The core problem this solves is the performance bottleneck when your stream processing logic needs to consult external, stateful systems (like databases, REST APIs, or caches). A naive approach would be to perform blocking I/O within a regular MapFunction or ProcessFunction. This would mean that for every event, the Flink operator would wait for the external system to respond. If the external system is slow, or if many events require lookups, the entire operator, and potentially downstream operators, would be starved of data, leading to low throughput and high latency.

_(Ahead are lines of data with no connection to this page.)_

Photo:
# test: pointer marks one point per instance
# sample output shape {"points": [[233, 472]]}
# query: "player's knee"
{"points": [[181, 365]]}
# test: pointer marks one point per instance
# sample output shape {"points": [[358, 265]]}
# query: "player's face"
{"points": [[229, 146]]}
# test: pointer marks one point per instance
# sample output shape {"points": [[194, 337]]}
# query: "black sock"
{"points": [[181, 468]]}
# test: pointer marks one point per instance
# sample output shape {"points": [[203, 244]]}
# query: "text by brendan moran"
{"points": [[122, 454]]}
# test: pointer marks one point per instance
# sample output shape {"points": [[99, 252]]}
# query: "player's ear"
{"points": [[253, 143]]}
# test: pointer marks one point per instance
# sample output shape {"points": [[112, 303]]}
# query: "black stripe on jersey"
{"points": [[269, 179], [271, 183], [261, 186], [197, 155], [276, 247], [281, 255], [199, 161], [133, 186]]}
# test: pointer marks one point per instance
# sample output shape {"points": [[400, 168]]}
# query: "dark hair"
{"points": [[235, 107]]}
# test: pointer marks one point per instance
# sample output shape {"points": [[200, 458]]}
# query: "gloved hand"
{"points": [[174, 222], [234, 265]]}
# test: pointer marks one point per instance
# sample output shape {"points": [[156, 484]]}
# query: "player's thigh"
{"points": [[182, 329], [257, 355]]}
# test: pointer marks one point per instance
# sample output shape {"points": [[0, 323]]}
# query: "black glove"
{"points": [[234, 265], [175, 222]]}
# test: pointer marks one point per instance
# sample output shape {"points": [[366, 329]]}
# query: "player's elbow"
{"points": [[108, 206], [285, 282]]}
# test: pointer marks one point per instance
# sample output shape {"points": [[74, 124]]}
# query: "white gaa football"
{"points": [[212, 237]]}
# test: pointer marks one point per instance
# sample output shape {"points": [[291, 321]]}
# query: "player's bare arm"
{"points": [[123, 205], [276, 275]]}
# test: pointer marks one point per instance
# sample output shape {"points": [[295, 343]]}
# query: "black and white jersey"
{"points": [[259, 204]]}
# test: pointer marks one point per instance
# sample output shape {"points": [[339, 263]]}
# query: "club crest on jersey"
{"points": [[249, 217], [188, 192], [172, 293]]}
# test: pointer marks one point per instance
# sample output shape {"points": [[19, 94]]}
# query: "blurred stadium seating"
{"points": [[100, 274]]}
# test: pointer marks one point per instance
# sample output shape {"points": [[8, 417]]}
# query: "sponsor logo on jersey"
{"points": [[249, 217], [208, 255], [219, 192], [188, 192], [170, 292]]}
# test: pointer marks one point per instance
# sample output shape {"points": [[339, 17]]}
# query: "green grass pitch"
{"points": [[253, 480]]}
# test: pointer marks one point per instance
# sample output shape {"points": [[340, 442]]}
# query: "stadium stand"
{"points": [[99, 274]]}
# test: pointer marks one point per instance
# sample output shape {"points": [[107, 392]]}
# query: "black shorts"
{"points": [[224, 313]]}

Async I/O allows Flink to decouple the processing of an event from the time it takes to get a response from an external system. When an AsyncFunction is invoked for an event, it initiates an asynchronous operation (like a non-blocking database query or an HTTP request). Instead of waiting, it returns immediately, allowing Flink to process the next event in the stream. The result of the asynchronous operation is then fed back into the Flink stream later, typically via a CompletableFuture that Flink monitors. This dramatically improves throughput because the processing threads aren’t idly waiting for I/O.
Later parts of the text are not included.